This is very exciting news, and hopefully will lead to more research:
“The team found that humans and the mosquitoes that carry the malaria parasite share the same complex carbohydrate, heparan sulfate. In both humans and mosquitoes, heparan sulfate is a receptor for the malaria parasite, binding to the parasite and giving it quick and easy transport through the body…“The discovery allows us to think differently about preventing the disease,” Linhardt said. “If we can stop heparan sulfate from binding to the parasite in mosquitoes, we will not just be treating the disease, we will be stopping its spread completely.”
Malaria parasites are extremely finicky about their hosts, Linhardt explained. Birds, rodents, humans, and primates all can be infected with malaria, but each species is infected by a different species of mosquito — and each of those mosquitoes is infected by a different malaria parasite. In other words, there needs to be a perfect match at the molecular basis for malaria to spread from one species to another, Linhardt said. Researchers have long understood this deadly partnership, but the molecular basis for the match had never been determined.
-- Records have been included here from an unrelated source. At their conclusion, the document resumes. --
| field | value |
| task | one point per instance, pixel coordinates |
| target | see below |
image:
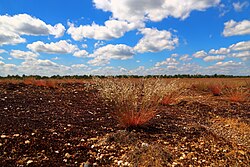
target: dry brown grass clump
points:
(135, 101)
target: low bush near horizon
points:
(135, 102)
(237, 94)
(216, 89)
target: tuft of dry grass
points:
(237, 94)
(135, 101)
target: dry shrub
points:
(135, 101)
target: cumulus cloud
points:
(167, 62)
(245, 55)
(81, 53)
(200, 54)
(233, 28)
(229, 64)
(13, 27)
(3, 51)
(154, 40)
(219, 51)
(240, 46)
(18, 54)
(185, 58)
(103, 54)
(79, 66)
(61, 47)
(141, 10)
(111, 29)
(214, 58)
(238, 6)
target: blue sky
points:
(113, 37)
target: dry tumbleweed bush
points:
(135, 101)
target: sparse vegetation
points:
(178, 122)
(136, 102)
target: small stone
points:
(3, 136)
(126, 164)
(241, 152)
(87, 164)
(67, 155)
(174, 163)
(144, 145)
(119, 162)
(29, 162)
(16, 135)
(27, 142)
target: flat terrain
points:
(69, 125)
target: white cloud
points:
(240, 46)
(228, 68)
(104, 54)
(167, 62)
(18, 54)
(98, 44)
(214, 58)
(200, 54)
(233, 28)
(61, 47)
(79, 66)
(141, 10)
(10, 38)
(13, 27)
(154, 40)
(185, 58)
(238, 7)
(228, 64)
(174, 55)
(81, 53)
(219, 51)
(244, 55)
(84, 46)
(2, 51)
(111, 29)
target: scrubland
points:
(125, 122)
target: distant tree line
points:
(121, 76)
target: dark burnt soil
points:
(71, 126)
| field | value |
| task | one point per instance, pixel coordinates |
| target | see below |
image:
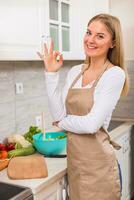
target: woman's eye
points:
(100, 36)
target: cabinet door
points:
(21, 29)
(120, 158)
(127, 165)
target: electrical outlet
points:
(19, 88)
(38, 121)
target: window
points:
(59, 24)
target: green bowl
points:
(51, 145)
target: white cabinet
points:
(54, 191)
(124, 159)
(23, 23)
(21, 29)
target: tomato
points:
(10, 146)
(3, 154)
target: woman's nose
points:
(91, 39)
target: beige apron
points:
(92, 165)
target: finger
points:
(51, 47)
(40, 55)
(56, 53)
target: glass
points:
(53, 9)
(54, 33)
(65, 38)
(65, 12)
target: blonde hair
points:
(115, 54)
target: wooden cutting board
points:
(27, 167)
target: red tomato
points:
(3, 154)
(10, 146)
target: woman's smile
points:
(97, 40)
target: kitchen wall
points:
(124, 11)
(18, 112)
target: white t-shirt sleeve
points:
(56, 94)
(109, 94)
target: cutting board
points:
(27, 167)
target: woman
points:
(85, 106)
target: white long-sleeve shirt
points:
(106, 95)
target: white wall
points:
(124, 9)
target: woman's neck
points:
(97, 64)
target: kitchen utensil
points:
(43, 126)
(52, 145)
(27, 167)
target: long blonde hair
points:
(115, 54)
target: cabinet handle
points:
(64, 194)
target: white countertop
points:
(56, 167)
(56, 170)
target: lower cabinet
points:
(54, 191)
(124, 159)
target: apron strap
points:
(106, 66)
(84, 69)
(113, 143)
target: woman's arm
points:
(55, 99)
(103, 107)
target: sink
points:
(14, 192)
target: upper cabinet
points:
(21, 29)
(25, 24)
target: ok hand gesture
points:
(53, 60)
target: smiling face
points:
(97, 40)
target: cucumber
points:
(21, 152)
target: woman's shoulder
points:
(114, 71)
(113, 76)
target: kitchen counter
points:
(56, 170)
(56, 167)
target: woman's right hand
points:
(53, 60)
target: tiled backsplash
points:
(18, 112)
“The discovery marks a paradigm shift in stopping malaria,” Linhardt said “Now, we can work to develop an environmentally safe, inexpensive way to block infection in mosquitoes and not have to worry about drug side effects in humans.”
Full citation and paper: J. Biol. Chem., Vol. 282, Issue 35, 25376-25384, August 31, 2007. Mosquito Heparan Sulfate and Its Potential Role in Malaria Infection and Transmission.
6 Comments
So that’s a pretty interesting finding. An important question revolves around the core protein that the parasite binding HS GAG chains are attached to. Is it a specific core protein or is the GAG sequence found in several different HSPGs. It’s clear now that specific HSPGs can regulate specific signaling pathways. I did postdoctoral research on a specific family of integral membrane HSPGs so I have some familiarity with this subject. It was my understanding, however, that free HS was not present in the blood stream. I would have to go back and double check that.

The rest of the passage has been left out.